Продавец был тертый, интуиция работала: то, что он со мной напечется, – ежу ясно. Продавец вздохнул.
– Ну, – грубо сказал я.
– Сами носить будете?.. Или в подарок? – продавец поколебался. – Другу?
– Сам!
– Белый-белый?
– Белый-белый.
– Реглан?
– А хоть бы и реглан!
– Регланов нет.
– Тогда не реглан.
– Белый?
– Белоснежный. Лебединый. Летят гуси.
– Ничего. Гуси летят. Цвет – лаван.
– Белых нет.
– Так вот же висят! – я показал на ряд.
– А-а. А размер?
– На меня…
– Нет у нас.
– Есть.
– Нет…
– Обязательно!
– Слушай, а зачем тебе белый костюм? Ты что, замуж выходишь?
Я посмотрел на продавца. Он покраснел и отвел глаза. То есть – наоборот – отвел глаза и замялся…
– Слиха, – буркнул он, рассматривая ногти на просвет…
– Ну! – требовательно сказал я.
Приказчик встрепенулся. Глаза его зашарили по моему лицу, он панически соображал, кто ж это оторвал его от размышления, видимо, о том, что Элохим натан, Элохим лаках, а некоторым не натан…
– Уже, мсье, – сказал скучно и тускло черномазый, но смазливый приказчик, – чем я могу вам помочь?
– Костюм… Белый… Лаван-лаван… (Ты что?! лоно матери твоей, издеваешься?! лоно сестры твоей! Ты, подверженный перверсным склонностям, содержатель женщин легкого поведения!) Дай мне костюм.
– Ваше дело, – сказал продавец, тряся пробором, пожимая плечами, разводя руками, качая тазом, закатывая глаза и сардонически покашливая.
И как ребенка подал мне Его. Я понес его на отлете в примерочную. Продавец включил транзистор. Давали Патетическую.
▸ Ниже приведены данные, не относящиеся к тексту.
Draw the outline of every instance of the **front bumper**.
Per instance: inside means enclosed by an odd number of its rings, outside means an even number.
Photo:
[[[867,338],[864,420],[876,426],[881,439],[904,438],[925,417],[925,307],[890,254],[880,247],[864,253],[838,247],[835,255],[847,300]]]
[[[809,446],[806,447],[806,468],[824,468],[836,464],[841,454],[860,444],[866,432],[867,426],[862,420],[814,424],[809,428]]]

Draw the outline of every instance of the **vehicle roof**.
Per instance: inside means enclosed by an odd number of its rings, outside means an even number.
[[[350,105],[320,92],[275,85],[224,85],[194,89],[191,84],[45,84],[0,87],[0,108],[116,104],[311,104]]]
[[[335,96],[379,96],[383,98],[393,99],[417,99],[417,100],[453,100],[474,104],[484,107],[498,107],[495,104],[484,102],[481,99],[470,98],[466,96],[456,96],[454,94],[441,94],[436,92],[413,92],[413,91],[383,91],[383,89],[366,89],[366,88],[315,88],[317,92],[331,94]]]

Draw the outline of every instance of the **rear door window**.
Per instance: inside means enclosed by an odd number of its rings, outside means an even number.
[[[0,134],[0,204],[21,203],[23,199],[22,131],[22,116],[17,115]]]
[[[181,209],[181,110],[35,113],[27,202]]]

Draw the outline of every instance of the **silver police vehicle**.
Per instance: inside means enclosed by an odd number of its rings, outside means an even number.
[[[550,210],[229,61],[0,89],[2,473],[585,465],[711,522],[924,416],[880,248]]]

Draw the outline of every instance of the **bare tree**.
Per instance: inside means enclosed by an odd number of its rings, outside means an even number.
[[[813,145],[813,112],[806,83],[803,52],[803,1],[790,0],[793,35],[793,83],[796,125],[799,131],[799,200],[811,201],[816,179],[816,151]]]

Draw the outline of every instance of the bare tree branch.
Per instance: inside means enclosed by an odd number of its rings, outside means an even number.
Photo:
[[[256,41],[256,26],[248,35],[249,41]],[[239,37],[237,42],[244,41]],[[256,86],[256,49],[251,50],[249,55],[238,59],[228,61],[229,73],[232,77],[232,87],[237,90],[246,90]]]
Так ладно на мие не сидел никто, включая 27 лет жизни при советской власти. Он даже и не сидел, он возлежал, он лежал на мне, на моем нежирном костяке. Он скрыл, как мама заглаживала в детстве ушиб, легкие недостатки моей точеной фигурки: сутуловатость (сколиоз там), непрямоногость, недостаточную рослость, не очень чтобы длинность, животик, где он у всех нормальных людей располагается, и прочие тяжелые дефекты осанки.
Я исчез. Имел место многократно преломляющийся в зеркалах – костюм белый-белый. Колониальный. Драгоценной чесучи. С девятью филигранными, совершенными пуговицами на триумфальном фасаде. Простой и изысканный одновременно и в одном и том же месте. Костюм, белые одежды. Я затих. Я вздел руки. Костюм подхватил на лету, быстренько отрежиссировал и довел до совершенства мой жест. Как выпустил голубя под купол неба Иерусалима.
Я расправил плечи – костюм! Костюму полагалось баронетство и орден Бани. Я подбоченился – костюм уже раскидал банду наемников, пытавшихся похитить леди мою Диану. И обесчестить. Но не тут-то было – костюм был начеку.
Я представил себя читающим свои политологичесяиѳ колонки в этом костюме перед толпой, скандирующей: «Ми-шень-ка! Ми-ше-нька! Мо-ло-дец!» (и похороны, не хуже чем у Высоцкого!) И конкурс красоты вдов моих безутешных. О, костюм!
Я представил себе вдов моего костюма. Попробуют мне теперь отключить воду! Пусть только сунутся соседи с претензией, что, мол, протекаю. Я надерзю в банке! Беркут будет есть с моей руки. О, костюм!
Нарисуйте себе мой портрет в этом костюме! Умоляю, нарисуйте себе мой портрет. Нарисовали? А теперь сверните его в трубочку. Свернули? А теперь за… М-да. Впрочем, не надо. Я ни разу его не надел.